Archbishop Donald W. Wuerl is known nationally for his emphasis on education. Appointed sixth Archbishop of Washington in May 2006 and installed on June 22, Archbishop Wuerl is chairman of the United States Conference of Catholic Bishops’ Committee on Catechesis and chairman of the board of the National Catholic Educational Association. He was involved in developing the United States Catholic Catechism for Adults, published in 2006, and is the author of several books and numerous articles on the Catholic Faith.
As public debate has focused on the quality and financing of education, Archbishop Wuerl has been at the forefront of finding innovative ways to make Catholic education affordable and accessible to all. He is deeply committed to the Archdiocese of Washington’s Center City Consortium in its effort to work with the wider community to sustain inner city parochial schools and bring a high quality, faith-based education to at-risk children. During his 18 years as Bishop of Pittsburgh, he founded The Extra Mile Education Foundation, in cooperation with the business and foundation community, to endow and sustain parochial schools in Pittsburgh’s inner-city.

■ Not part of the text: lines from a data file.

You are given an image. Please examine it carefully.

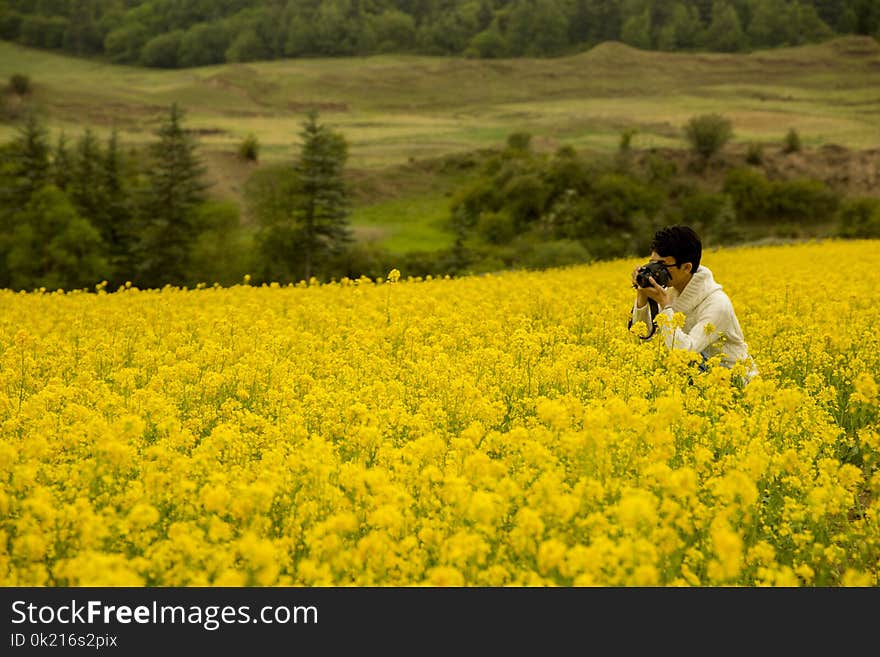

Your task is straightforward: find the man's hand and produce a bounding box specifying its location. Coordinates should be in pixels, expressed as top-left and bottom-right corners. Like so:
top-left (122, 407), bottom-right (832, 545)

top-left (632, 267), bottom-right (672, 309)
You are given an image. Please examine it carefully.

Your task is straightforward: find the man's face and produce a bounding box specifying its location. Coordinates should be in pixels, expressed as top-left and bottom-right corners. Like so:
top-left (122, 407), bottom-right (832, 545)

top-left (651, 251), bottom-right (693, 292)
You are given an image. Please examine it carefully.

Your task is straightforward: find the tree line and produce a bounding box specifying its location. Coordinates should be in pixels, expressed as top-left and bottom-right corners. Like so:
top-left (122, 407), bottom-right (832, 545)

top-left (0, 0), bottom-right (880, 68)
top-left (0, 104), bottom-right (360, 290)
top-left (0, 105), bottom-right (880, 290)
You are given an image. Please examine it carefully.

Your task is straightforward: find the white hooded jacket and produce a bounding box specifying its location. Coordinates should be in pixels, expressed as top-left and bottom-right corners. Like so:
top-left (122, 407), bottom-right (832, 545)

top-left (632, 265), bottom-right (757, 378)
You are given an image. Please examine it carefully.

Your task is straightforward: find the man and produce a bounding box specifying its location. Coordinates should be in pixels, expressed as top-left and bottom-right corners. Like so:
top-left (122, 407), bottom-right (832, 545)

top-left (630, 226), bottom-right (757, 381)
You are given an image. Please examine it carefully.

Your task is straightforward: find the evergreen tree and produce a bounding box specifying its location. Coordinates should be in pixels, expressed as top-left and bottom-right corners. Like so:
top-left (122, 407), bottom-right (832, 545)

top-left (97, 129), bottom-right (136, 284)
top-left (52, 132), bottom-right (73, 191)
top-left (68, 128), bottom-right (105, 227)
top-left (705, 0), bottom-right (746, 52)
top-left (4, 113), bottom-right (51, 209)
top-left (6, 185), bottom-right (109, 290)
top-left (137, 103), bottom-right (207, 287)
top-left (294, 110), bottom-right (352, 280)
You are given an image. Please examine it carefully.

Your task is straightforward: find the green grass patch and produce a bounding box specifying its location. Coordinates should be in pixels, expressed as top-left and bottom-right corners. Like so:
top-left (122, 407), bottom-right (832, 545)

top-left (349, 195), bottom-right (454, 254)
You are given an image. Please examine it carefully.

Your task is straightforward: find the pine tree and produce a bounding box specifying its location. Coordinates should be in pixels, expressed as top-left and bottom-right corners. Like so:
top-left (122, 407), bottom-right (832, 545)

top-left (137, 103), bottom-right (208, 287)
top-left (67, 128), bottom-right (105, 227)
top-left (9, 113), bottom-right (51, 208)
top-left (294, 110), bottom-right (351, 280)
top-left (98, 129), bottom-right (136, 283)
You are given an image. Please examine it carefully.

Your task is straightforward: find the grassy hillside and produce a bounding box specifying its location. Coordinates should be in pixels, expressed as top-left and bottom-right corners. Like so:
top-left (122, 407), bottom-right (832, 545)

top-left (0, 37), bottom-right (880, 254)
top-left (0, 37), bottom-right (880, 167)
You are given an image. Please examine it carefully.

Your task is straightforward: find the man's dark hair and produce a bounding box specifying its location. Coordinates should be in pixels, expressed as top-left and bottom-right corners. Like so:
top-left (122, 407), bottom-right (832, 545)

top-left (651, 226), bottom-right (703, 274)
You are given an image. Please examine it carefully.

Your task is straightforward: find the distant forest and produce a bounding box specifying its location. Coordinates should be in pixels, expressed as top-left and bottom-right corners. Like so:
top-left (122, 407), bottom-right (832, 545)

top-left (0, 0), bottom-right (880, 68)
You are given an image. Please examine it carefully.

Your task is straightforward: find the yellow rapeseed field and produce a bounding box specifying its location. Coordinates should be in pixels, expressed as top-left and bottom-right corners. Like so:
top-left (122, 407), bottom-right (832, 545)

top-left (0, 241), bottom-right (880, 586)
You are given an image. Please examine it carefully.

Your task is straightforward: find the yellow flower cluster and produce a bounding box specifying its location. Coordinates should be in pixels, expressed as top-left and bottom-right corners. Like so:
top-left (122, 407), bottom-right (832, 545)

top-left (0, 241), bottom-right (880, 586)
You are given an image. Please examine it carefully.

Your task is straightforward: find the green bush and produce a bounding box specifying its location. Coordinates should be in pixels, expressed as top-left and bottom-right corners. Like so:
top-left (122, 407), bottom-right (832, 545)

top-left (477, 211), bottom-right (516, 244)
top-left (520, 240), bottom-right (592, 269)
top-left (837, 196), bottom-right (880, 238)
top-left (684, 114), bottom-right (733, 164)
top-left (768, 179), bottom-right (840, 224)
top-left (238, 134), bottom-right (260, 162)
top-left (9, 73), bottom-right (31, 96)
top-left (782, 128), bottom-right (801, 153)
top-left (746, 142), bottom-right (764, 166)
top-left (722, 168), bottom-right (770, 222)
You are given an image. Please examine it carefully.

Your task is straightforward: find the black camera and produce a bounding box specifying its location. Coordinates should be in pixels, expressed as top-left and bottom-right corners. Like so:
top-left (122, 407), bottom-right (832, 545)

top-left (636, 260), bottom-right (672, 287)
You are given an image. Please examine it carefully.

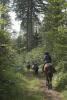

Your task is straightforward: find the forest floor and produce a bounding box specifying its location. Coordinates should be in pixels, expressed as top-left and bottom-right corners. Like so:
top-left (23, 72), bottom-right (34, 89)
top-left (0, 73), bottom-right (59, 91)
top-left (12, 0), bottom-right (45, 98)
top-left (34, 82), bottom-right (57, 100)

top-left (22, 70), bottom-right (62, 100)
top-left (40, 79), bottom-right (62, 100)
top-left (0, 70), bottom-right (63, 100)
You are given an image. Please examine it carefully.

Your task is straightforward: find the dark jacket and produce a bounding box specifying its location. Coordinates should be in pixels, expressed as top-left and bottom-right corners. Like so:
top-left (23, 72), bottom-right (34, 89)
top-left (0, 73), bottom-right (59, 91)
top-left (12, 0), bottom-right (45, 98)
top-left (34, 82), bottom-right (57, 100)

top-left (44, 55), bottom-right (51, 63)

The Crossroads Scholarship Program distributes scholarships to graduates from the Extra Mile schools so they might attend Catholic high schools, while the Bishop’s Education Fund, founded in 1995, has distributed substantial tuition assistance for over 23,000 students.
The results of Bishop Wuerl’s efforts in Pittsburgh are astounding. According to the Terra Nova Achievement Tests in 2005 (for grades two through eight, given to over 19,000 students diocese-wide) and 2004’s Iowa Tests of Educational Development (given to approximately 1,800 Catholic ninth- and tenth-graders), Pittsburgh’s Catholic youth handily outperformed their public school counterparts. Fifth-graders in the Pittsburgh Diocese read at the 10.0 grade level, while fifth-grade public school students tended to read at the 5.7 level. Eighth-graders had impressive reading scores at the 12.9 grade level, compared to the national average of eighth-graders reading at the 8.7 level. Tenth-graders read at the college level, while the national norm was at the sophomore level. Math scores reflected academic superiority as well. The payoff: 97% of graduates from the Diocese continued on to post-secondary education following their 2005 graduations.
[31] John Paul II, Ad limina Address to American Bishops, 28 October 1983, 7.